“From silicon to neurons, from neurons to furrows: Sensor technologies for high-resolution, high-density data in neural and environmental systems”

Speaker: Pingyu Wang, Postdoctoral Scholar, Chemical Engineering, Stanford University

Abstract: Silicon-based microelectronic arrays (Si-MEAs) enable scalable recording and modulation of neural activity with high spatiotemporal resolution. However, their inherently planar architecture presents limitations when interfacing with three-dimensional (3D) neural structures. In this presentation, I introduce a direct-print approach for fabricating 3D microelectrodes directly on top of Si-MEAs. Using two-photon polymerization in combination with scalable microfabrication processes, this method enables customizable control over electrode position, shape, and height, allowing precise targeting of neuron populations distributed in 3D space. We demonstrate the effectiveness of this technique in retinal applications by selectively recording from retinal ganglion cell (RGC) somas while minimizing interference from passing axons. The result is high-fidelity, high-resolution, and large-scale RGC recordings with significantly reduced axonal signals—demonstrating capabilities previously unattainable with planar interfaces. This platform offers a pathway for extending Si-MEA technologies to a broad range of neural systems, with potential impacts on both fundamental neuroscience and therapeutic intervention.

In the last part of the talk, I will explore how innovations in bioelectronics and sensor design can also be leveraged to address urgent sustainability challenges. I will present my current work on developing a low-cost, low-maintenance sensor for detecting reactive nitrogen species—specifically nitrous oxide, ammonium, and nitrate—in environmental settings. These compounds play a central role in greenhouse gas emissions and water contamination yet remain difficult to monitor at scale. By enabling dense, distributed networks of sensors, this technology aims to fill critical data and knowledge gaps in environmental monitoring, advancing efforts to promote both human and planetary health.
 

“Improving visual acuity outcomes with subretinal photovoltaic prostheses”
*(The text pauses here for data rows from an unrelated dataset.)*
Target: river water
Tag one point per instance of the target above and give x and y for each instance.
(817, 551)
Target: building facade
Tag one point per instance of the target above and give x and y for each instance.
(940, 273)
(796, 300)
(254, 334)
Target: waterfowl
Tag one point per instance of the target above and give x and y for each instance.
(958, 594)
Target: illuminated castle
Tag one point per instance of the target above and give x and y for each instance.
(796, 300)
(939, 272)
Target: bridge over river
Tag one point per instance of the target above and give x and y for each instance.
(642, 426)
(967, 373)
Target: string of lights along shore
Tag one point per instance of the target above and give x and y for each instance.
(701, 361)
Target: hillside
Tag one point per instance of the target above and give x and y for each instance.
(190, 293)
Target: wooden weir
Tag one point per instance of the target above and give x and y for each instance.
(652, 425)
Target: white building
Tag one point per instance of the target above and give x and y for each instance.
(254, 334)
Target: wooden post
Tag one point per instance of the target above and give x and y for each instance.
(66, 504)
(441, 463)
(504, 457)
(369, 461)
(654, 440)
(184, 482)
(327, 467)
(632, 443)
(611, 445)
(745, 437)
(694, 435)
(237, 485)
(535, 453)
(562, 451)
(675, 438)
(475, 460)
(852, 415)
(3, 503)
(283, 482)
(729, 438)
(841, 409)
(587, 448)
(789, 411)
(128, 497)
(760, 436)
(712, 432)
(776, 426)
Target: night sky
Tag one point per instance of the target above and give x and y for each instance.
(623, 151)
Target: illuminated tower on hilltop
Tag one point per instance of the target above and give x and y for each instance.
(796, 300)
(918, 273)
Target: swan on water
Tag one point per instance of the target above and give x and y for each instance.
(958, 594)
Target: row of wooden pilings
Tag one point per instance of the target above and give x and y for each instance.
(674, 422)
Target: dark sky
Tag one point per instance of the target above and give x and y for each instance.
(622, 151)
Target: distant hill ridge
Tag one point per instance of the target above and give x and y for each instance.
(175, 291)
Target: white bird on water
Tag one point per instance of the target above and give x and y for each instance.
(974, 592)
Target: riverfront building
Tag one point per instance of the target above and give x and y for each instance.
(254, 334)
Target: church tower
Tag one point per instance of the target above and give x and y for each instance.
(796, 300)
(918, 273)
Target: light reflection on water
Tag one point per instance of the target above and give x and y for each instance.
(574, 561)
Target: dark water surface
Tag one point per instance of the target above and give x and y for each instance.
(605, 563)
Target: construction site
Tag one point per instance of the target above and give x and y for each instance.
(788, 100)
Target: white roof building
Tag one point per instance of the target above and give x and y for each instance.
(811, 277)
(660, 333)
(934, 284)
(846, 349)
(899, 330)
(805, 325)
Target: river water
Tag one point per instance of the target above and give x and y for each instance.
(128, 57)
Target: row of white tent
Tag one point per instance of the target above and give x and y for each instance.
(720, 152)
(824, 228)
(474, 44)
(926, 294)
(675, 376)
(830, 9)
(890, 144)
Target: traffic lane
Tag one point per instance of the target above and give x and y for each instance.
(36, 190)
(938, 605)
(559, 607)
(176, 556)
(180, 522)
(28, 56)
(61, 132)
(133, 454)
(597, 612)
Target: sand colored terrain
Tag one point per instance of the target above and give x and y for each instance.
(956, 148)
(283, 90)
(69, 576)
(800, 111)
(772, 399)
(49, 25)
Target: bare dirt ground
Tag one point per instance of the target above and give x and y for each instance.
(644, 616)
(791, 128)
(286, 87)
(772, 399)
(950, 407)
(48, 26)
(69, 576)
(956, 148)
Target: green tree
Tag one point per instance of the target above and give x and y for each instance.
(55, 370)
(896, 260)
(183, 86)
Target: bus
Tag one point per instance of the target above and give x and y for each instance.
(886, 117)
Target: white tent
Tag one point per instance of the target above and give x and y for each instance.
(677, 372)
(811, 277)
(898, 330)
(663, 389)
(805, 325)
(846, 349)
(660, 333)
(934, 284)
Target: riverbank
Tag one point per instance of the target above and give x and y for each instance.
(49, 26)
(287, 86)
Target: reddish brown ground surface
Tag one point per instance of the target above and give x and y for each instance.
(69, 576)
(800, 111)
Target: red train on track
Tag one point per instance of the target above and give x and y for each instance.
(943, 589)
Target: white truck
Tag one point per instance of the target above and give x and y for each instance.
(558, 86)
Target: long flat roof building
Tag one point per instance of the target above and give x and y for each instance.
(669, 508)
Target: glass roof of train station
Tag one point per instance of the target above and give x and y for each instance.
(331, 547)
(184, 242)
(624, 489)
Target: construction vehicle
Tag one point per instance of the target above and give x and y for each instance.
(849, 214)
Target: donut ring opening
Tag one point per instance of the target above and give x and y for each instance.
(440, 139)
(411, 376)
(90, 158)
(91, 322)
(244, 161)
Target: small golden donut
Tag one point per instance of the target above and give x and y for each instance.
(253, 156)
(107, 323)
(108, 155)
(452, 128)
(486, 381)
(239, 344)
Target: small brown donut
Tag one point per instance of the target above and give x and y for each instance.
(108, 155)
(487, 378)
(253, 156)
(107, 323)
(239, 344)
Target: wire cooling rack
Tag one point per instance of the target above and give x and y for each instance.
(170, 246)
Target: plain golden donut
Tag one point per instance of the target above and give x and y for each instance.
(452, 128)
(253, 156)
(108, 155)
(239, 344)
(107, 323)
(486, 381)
Speaker: Mohajeet Bhuckory, PhD, Instructor, Ophthalmology, Stanford University

Abstract: Subretinal photovoltaic prostheses (PRIMA) have demonstrated the ability to restore central vision in patients blinded by atrophic age-related macular degeneration (AMD). In ongoing clinical trials, these devices enable visual acuities up to 20/420 (or up to 20/70 with a digital zoom), sufficient for improved mobility and reading but still far from bridging the legal blindness limit without zoom. Achieving better visual acuity requires overcoming several fundamental challenges: miniaturizing the pixel size, improving the implant–tissue interface, minimizing inflammatory responses, and ensuring long-term stability in the subretinal environment. Here, we describe a translational pathway from today’s clinical devices to next-generation implants designed for high-acuity vision restoration, including three-dimensional electrode geometries, strategies for mitigating material-induced toxicity, and preclinical models that replicate the pathological microenvironment in AMD. By integrating engineering innovation, biocompatibility optimization, and rigorous preclinical validation, we aim to bridge the gap between current clinical outcomes and the ultimate goal of restoring near-normal visual function.